Nic was all smiles. She loved Xander. She loved my ex-best friend, Audrey, too. Maybe other people who left me made her feel better about what she did.
“Are you two back together?” Nic asked, clasping her hands and being sweet for the first time since Christmas, when she convinced me to pee in a plastic cup marked NICOLE DAWKINS.
“No,” we both said. Then Xander mumbled something about watching Friends reruns (my favorite. I’m in love with pretty Rachel and smart Ross and the weird 90s haircuts and outfits.) Nic gave Xander a look that said she didn’t believe him so I changed the topic. “Aren’t you supposed to have midterms this week?” I asked. Notre Dame’s webpage made it easy to keep up with Nic’s schedule and other school stuff. I went to every single play on campus because Nic was usually in two each semester, and she always forgot to tell us which ones.
Nic waved her hand. “No midterms for my kind of classes,” she said, and I wondered if that was true. Nic was a Film, Television and Theater major. Notre Dame was five minutes from our house, but Nic lived in a dorm and didn’t come home except for Thanksgiving and Christmas. Next week was her spring break, but she usually stayed at school for breaks, too. She told us it was because she got so much done while the other kids were back home with their families.

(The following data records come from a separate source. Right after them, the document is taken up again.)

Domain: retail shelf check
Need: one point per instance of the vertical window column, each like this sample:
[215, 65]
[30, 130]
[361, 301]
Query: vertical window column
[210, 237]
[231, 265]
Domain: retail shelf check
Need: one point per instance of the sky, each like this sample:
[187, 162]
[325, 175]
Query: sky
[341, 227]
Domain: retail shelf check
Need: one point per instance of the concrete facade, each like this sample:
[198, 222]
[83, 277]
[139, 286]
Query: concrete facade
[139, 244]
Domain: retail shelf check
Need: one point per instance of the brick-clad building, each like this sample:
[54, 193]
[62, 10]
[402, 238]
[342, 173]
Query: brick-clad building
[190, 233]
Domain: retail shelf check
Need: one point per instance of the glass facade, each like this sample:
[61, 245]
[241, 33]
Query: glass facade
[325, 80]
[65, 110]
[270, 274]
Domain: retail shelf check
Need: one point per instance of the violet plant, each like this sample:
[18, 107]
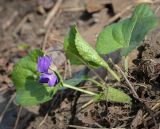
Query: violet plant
[37, 81]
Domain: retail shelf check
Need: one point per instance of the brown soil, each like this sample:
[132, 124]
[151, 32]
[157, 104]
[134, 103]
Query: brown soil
[22, 30]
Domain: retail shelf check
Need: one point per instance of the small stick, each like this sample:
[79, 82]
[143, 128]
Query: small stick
[86, 105]
[130, 85]
[119, 14]
[43, 45]
[18, 116]
[52, 13]
[81, 127]
[20, 25]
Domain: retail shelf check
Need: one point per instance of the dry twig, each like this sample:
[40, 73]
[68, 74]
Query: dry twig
[52, 13]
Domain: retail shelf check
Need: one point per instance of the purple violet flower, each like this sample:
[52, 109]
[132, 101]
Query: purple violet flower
[44, 63]
[51, 79]
[43, 66]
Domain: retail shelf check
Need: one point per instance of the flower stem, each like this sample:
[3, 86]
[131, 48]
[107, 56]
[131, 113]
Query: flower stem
[111, 71]
[126, 65]
[79, 89]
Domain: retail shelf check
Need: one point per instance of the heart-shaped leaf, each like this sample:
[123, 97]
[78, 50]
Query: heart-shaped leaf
[127, 34]
[79, 51]
[25, 77]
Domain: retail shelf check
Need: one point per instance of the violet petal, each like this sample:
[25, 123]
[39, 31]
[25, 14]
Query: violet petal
[44, 63]
[51, 79]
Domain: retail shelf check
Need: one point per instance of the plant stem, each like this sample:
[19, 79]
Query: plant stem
[126, 65]
[79, 89]
[111, 71]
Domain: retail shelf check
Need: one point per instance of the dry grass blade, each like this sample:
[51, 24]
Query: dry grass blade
[52, 13]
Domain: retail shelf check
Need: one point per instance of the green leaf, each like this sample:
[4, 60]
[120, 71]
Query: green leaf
[127, 34]
[113, 95]
[79, 51]
[25, 77]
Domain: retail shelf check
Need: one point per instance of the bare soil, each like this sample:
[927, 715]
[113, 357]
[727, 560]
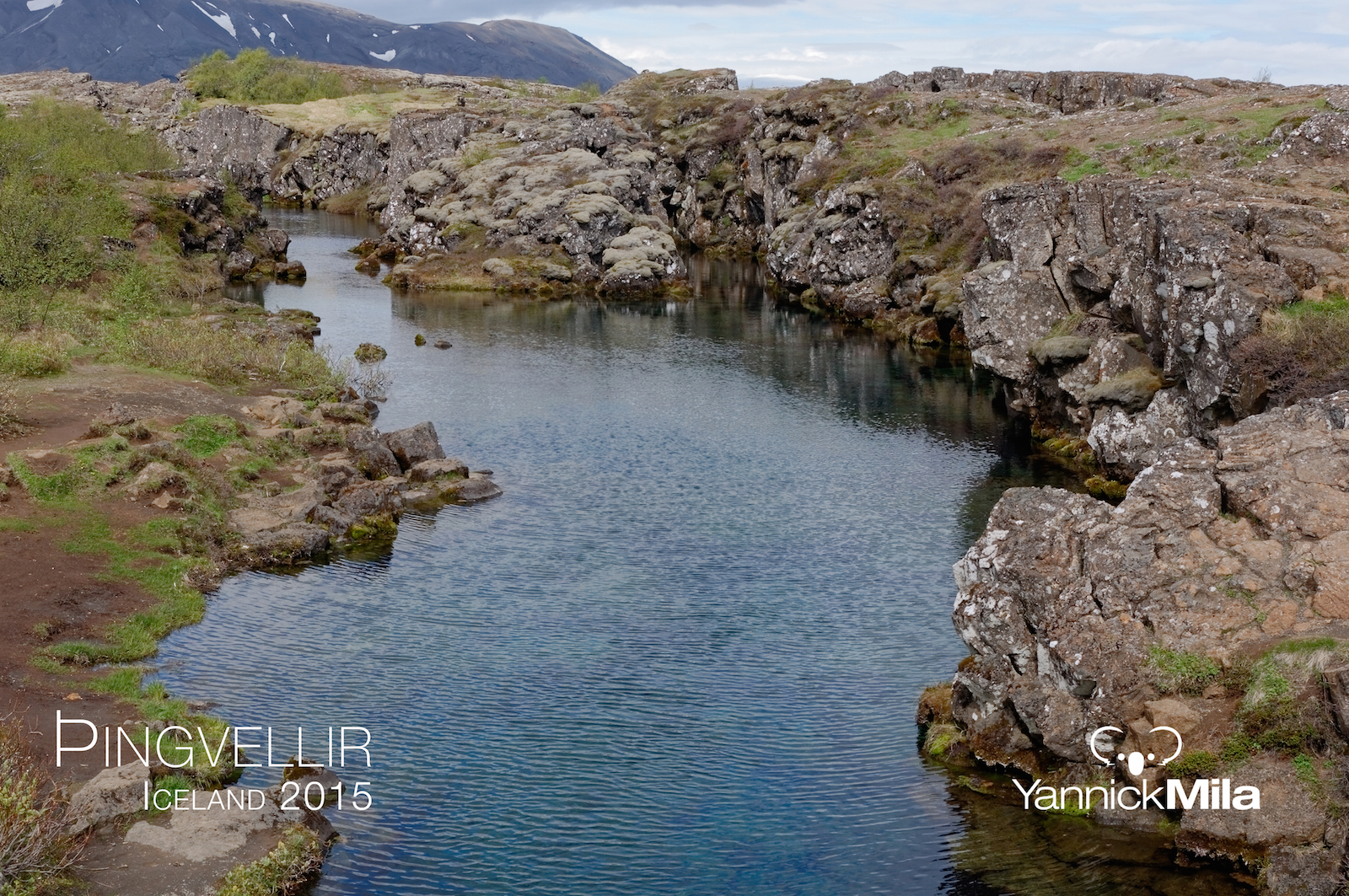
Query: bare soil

I stood there and tried to think up something interesting to say. Nothing came. So we just stared at each other. Nic was beautiful even if she did look tired. Last year she told me I was the second prettiest girl in South Bend. It was the nicest thing she’d said to me in years, even if it was meant to be about her.
“I just thought I’d stop by and see what you all were up to,” she finally said. She had a funny look on her face. Nic was a terrible liar, which was too bad for her, because she lied all the time. But this lie made me smile. Tomorrow was my eighteenth birthday. She’d deigned the event important enough to show up.
Xander and I exchanged glances and I knew he was thinking the same thing. “Cool,” I said to Nic, even if she was one of the only three people on the planet who could make me feel anything but.